NT thread vs Linux thread...

NT thread vs Linux thread...

Post by tawei » Fri, 18 Jul 1997 04:00:00



Hi,

  I am posting this more as a question to NT developers than Linux
developers. However, the numbers from my tests may be some interest
for the Linux developer. Since there is no NT system development
group, I posted this to advocacy and hope this will not turn into a
flame war.

  I am writting a server which spawn off large number thread to hand
event. Thus, the thread creating performance is very important. I have
run some testing on two identical PCs. One PC runs NT 4.0 SP3 and the
other runs Linux RedHat 4.2. The testing result shows Linux thread are
much more efficient than NT thread.

Linux uses LinuxThreads 0.6. A implementation of Pthread based on
Linux clone system call.

NT uses Win32 threads functions: CreateThread, CreateMutex,
WaitForSingleObjectEx, and ReleaseMutex.

Here is the number:

1. Spawn 1 million thread. The thread function is practically a null
   function containing only a return statement.

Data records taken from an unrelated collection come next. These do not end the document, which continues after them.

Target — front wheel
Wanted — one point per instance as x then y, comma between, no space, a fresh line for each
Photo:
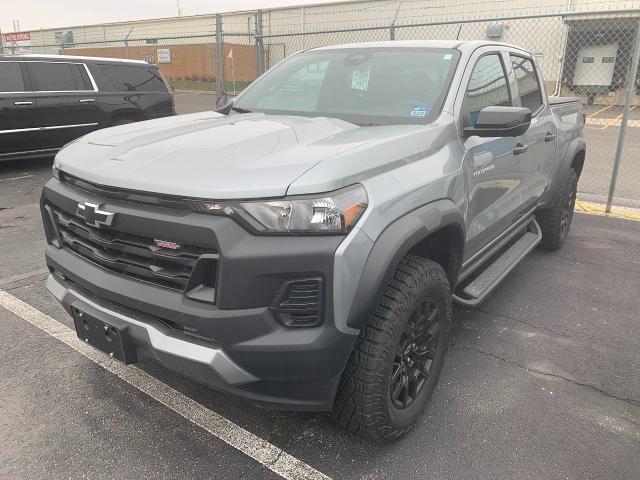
398,357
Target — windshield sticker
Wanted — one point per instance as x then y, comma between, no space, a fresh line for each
360,79
419,111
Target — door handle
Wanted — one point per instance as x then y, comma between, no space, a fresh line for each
518,149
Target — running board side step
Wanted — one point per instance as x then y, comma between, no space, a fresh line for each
474,292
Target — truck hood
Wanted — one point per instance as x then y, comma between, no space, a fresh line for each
209,155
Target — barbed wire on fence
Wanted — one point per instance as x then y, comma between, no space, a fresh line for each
585,53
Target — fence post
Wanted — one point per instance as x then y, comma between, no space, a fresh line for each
631,87
220,90
259,45
392,27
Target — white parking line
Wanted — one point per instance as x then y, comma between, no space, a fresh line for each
259,449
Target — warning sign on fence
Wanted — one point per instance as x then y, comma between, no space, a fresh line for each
17,43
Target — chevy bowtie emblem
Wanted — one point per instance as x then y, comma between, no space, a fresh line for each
92,215
166,244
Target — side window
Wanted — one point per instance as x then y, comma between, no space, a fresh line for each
124,78
528,86
487,87
59,77
11,77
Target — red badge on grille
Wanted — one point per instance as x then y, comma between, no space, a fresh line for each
166,244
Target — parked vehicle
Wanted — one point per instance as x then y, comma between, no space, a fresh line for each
303,248
49,100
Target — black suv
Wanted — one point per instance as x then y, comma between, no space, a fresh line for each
49,100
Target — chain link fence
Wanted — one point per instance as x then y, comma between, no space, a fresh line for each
591,55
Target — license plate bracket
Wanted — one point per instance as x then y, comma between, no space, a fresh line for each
107,335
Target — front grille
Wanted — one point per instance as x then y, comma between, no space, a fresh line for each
127,254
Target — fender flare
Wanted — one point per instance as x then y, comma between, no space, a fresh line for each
393,244
560,171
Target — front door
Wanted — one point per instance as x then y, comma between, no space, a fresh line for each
492,183
66,101
18,119
535,163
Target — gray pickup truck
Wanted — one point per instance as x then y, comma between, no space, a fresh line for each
302,247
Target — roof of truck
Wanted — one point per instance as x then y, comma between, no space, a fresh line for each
32,56
466,45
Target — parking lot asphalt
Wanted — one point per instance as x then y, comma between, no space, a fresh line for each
541,381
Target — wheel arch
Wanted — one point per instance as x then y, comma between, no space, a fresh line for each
434,231
574,156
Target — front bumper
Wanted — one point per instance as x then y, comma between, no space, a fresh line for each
236,345
156,340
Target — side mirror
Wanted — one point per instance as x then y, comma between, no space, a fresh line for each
500,122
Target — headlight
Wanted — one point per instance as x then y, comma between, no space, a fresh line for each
331,213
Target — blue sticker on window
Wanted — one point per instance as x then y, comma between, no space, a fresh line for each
419,111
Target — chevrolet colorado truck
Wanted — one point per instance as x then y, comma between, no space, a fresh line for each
302,247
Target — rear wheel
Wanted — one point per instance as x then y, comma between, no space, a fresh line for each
398,357
555,221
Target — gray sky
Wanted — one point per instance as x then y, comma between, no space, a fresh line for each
34,14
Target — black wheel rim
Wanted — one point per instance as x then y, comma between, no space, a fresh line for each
567,212
415,354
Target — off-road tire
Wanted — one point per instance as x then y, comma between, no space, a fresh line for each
555,221
364,402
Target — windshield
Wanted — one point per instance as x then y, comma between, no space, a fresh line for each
366,86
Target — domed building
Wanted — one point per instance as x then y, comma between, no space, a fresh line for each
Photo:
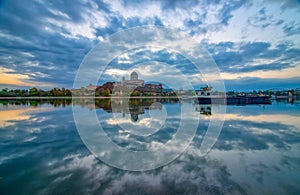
128,85
134,76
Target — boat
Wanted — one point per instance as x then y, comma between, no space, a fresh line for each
204,96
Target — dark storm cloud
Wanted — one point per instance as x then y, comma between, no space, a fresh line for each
232,57
53,56
250,83
291,29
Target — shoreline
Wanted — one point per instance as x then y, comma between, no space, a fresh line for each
91,97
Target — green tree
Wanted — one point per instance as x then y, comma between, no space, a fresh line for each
33,92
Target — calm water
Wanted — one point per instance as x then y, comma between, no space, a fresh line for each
41,152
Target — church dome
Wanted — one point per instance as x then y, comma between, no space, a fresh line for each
134,76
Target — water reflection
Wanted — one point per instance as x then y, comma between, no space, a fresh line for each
258,151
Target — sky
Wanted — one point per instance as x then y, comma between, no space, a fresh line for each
255,44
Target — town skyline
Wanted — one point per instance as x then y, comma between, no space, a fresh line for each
255,44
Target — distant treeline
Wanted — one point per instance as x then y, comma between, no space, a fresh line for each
34,92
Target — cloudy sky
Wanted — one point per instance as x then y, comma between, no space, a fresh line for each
256,45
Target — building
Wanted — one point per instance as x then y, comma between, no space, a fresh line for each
128,86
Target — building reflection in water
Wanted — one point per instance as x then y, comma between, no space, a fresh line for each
204,109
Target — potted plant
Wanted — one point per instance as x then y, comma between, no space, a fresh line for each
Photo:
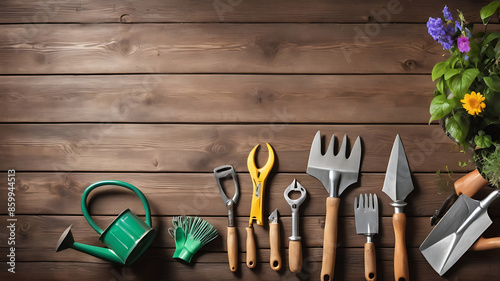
467,95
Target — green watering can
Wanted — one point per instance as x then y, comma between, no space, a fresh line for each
127,237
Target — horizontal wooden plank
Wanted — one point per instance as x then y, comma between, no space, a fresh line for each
194,194
349,266
216,48
219,98
169,148
44,231
93,11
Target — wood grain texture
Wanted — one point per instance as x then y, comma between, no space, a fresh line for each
43,231
94,11
165,147
216,48
191,194
219,98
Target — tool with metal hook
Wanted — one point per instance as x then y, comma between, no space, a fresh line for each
232,239
259,177
274,241
295,245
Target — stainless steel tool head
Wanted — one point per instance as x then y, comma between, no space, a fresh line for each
222,172
398,183
295,186
273,217
457,231
335,172
366,214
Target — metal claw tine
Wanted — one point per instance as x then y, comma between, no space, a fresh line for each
343,148
356,149
316,145
331,146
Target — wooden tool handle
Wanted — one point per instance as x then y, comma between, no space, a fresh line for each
401,272
483,244
470,183
330,238
370,262
295,256
232,248
274,240
251,249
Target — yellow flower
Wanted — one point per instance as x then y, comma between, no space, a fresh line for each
473,103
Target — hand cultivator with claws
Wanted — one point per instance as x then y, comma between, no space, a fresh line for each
336,173
259,177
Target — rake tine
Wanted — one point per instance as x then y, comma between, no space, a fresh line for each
331,146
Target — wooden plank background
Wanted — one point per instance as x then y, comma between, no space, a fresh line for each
159,93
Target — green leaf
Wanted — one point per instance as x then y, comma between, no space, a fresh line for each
458,127
488,10
440,86
440,107
482,140
450,73
438,70
459,84
493,82
474,52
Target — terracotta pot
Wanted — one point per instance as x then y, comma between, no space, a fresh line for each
470,184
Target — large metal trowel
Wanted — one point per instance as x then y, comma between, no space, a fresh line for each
455,233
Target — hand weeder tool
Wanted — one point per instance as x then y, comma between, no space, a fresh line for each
232,238
397,185
366,214
275,241
336,173
259,177
295,245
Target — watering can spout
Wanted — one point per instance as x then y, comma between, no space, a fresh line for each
66,241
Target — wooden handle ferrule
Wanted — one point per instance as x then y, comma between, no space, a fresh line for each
295,255
274,241
370,262
401,272
232,248
330,238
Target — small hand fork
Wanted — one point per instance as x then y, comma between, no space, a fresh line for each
295,246
232,239
366,214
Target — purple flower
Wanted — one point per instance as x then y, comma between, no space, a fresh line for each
447,14
463,44
435,27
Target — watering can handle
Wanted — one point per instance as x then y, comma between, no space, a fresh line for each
118,183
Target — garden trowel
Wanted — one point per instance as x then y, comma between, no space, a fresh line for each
455,233
397,185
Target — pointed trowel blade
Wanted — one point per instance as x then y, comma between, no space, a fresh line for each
398,183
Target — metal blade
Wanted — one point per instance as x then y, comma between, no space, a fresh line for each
445,245
455,233
398,183
273,217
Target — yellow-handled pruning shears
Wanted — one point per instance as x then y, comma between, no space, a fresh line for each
259,177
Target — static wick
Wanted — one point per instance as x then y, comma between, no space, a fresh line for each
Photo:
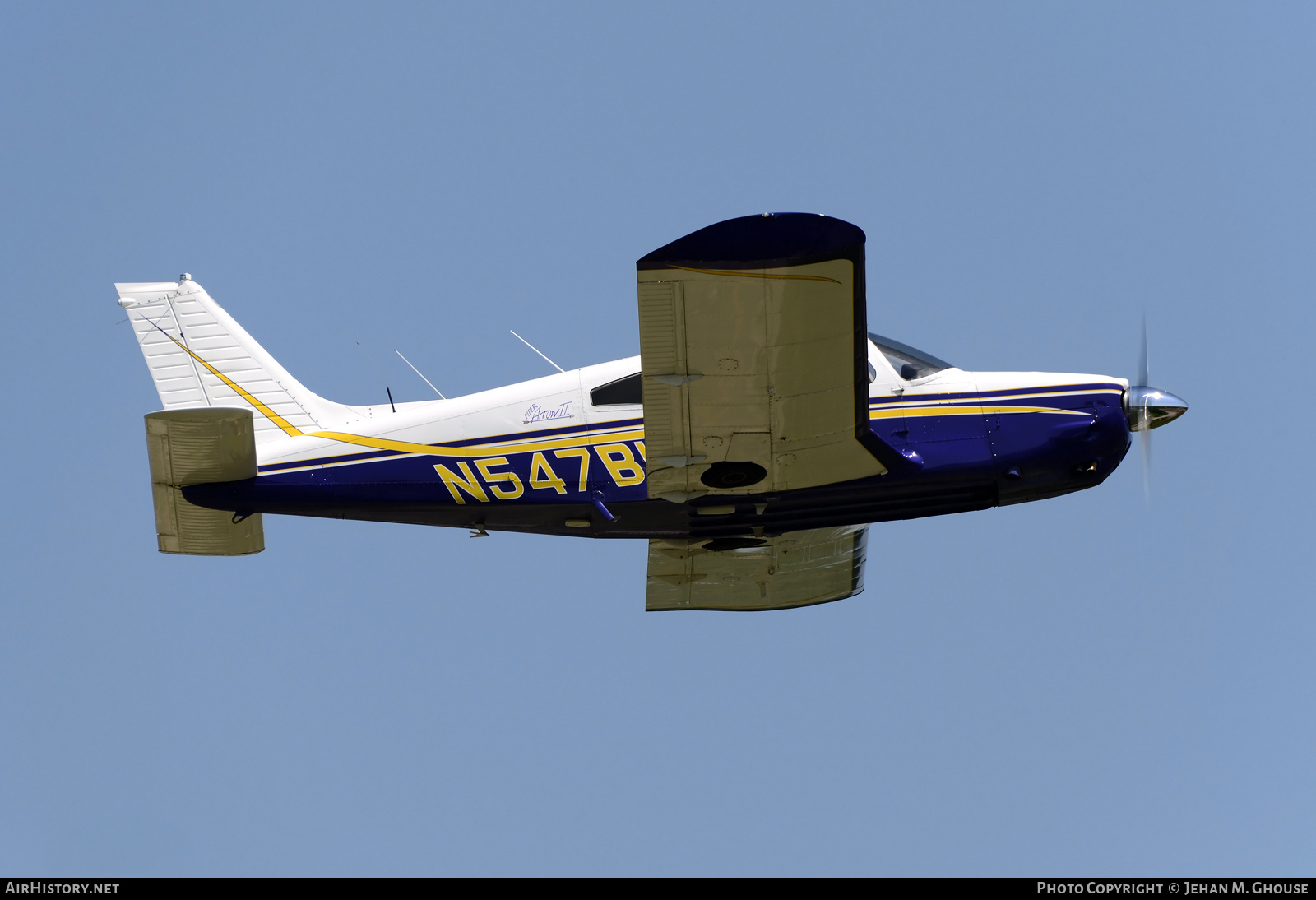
421,377
537,350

I don't have exact
   timing but here is the test result.

   When Linux finished, NT only spawns 450k+ threads.

2. 1 million mutex creating. Well... This is not exact meaningful but
   the number is interesting.

   When Linux finished, NT only creates 250k+ mutex.

3. 1 million mutex lock/unlock test. This tests how fast mutex
   operation is.

   When Linux finished, NT finishs only 400k lock/unlock operation.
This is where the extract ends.